According to a report by credit rating company Moody’s Investors Service, blockchain technologies that support cryptocurrencies may in the next five years assist issuers of financial instruments like bonds in lowering financing costs.While integrating these technologies into organizations may initially result in higher IT expenditures and “substantial investment,” it may eventually help businesses spend less, according to a report released on Wednesday.According to Moody’s, recent advancements have boosted the transformative potential of technologies like distributed ledger technology (DLT) and artificial intelligence (AI) when used in the financial markets.DLT might “gradually lower financing expenses, especially for smaller issuers,” according to the paper, while AI could potentially lower operating expenses for financial institutions by automating manual processes.

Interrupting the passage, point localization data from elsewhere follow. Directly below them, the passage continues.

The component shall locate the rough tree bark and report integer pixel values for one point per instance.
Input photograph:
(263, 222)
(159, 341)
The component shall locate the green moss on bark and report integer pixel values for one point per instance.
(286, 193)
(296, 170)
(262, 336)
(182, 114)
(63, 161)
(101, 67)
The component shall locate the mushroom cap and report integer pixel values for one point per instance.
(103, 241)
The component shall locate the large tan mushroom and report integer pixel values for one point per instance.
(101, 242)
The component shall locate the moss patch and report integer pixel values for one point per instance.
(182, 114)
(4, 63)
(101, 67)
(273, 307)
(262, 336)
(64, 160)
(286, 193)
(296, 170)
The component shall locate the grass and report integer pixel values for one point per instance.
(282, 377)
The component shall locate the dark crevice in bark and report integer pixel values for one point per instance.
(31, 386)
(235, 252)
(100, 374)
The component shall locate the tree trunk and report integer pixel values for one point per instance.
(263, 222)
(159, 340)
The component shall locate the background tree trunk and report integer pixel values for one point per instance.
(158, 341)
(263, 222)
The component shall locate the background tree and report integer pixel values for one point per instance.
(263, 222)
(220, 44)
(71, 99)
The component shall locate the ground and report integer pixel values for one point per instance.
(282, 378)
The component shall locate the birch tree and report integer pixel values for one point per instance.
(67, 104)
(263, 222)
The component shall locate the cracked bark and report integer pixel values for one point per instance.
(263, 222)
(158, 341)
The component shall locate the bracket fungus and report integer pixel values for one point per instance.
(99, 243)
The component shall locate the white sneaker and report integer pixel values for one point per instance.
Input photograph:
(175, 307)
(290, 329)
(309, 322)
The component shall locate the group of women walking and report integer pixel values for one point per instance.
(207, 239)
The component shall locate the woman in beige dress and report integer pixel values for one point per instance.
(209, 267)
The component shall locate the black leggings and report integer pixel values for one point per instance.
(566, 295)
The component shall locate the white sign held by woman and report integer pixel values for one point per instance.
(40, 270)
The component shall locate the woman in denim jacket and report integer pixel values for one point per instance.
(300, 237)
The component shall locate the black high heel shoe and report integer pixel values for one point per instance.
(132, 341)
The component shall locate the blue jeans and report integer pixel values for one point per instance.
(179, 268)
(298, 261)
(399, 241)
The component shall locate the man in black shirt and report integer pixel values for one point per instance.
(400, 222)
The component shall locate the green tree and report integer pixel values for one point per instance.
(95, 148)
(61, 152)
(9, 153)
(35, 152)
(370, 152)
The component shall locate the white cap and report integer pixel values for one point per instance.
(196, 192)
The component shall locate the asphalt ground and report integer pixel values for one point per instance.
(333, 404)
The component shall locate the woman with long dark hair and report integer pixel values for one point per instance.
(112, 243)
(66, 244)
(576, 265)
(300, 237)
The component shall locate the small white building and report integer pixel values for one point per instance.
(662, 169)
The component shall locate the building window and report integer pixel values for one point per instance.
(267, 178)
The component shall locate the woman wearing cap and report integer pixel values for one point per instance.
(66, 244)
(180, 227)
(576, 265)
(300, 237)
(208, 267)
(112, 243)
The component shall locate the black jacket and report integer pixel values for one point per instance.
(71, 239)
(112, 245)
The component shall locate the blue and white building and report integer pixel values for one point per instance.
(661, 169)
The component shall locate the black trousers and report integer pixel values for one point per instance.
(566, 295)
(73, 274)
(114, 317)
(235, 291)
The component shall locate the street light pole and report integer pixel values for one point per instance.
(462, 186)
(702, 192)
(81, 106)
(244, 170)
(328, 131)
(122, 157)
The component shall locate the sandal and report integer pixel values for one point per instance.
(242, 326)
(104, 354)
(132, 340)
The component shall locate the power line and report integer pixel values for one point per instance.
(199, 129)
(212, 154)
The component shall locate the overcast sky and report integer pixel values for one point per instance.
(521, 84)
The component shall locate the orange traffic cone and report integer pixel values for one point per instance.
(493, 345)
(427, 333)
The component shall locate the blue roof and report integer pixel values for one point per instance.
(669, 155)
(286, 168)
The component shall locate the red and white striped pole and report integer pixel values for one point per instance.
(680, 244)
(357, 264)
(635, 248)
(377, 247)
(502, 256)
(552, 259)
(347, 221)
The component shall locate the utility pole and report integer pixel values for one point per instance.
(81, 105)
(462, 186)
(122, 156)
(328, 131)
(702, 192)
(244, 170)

“DLT could improve financial market efficiency, modernize the payment system, and foster financial inclusion,” Vincent Gusdorf, head of DeFi and digital asset analytics, said in a press statement. “The overall economic and financial effects of technological changes, including the policy and strategic changes they prompt, are likely to be positive.”

The paper claimed that digital or tokenized bonds, which are gaining popularity in international markets, could reduce transaction costs and increase access to capital markets by enabling businesses avoid middlemen like banks and by boosting liquidity on the secondary market.Similar findings were reached by Hong Kong’s central bank after a successful $100 million tokenized bond offering earlier this year.Some businesses could be able to access new markets and take advantage of undiscovered income potential thanks to DLT.

Although the effects of employing these new technologies in finance will likely be positive, “they will vary greatly by country, region, company, and worker, with some suffering from technology-driven disruption,” the report said.

While the technology has promise, there are also dangers, including the potential to undermine governmental authority and, in the wrong hands, encourage tax evasion, money laundering, and terrorism.Moody’s stated that it intends to monitor how technological advancements in financial markets driven by AI and DLT may affect the credit risk brought on by borrowers who default on loan payments.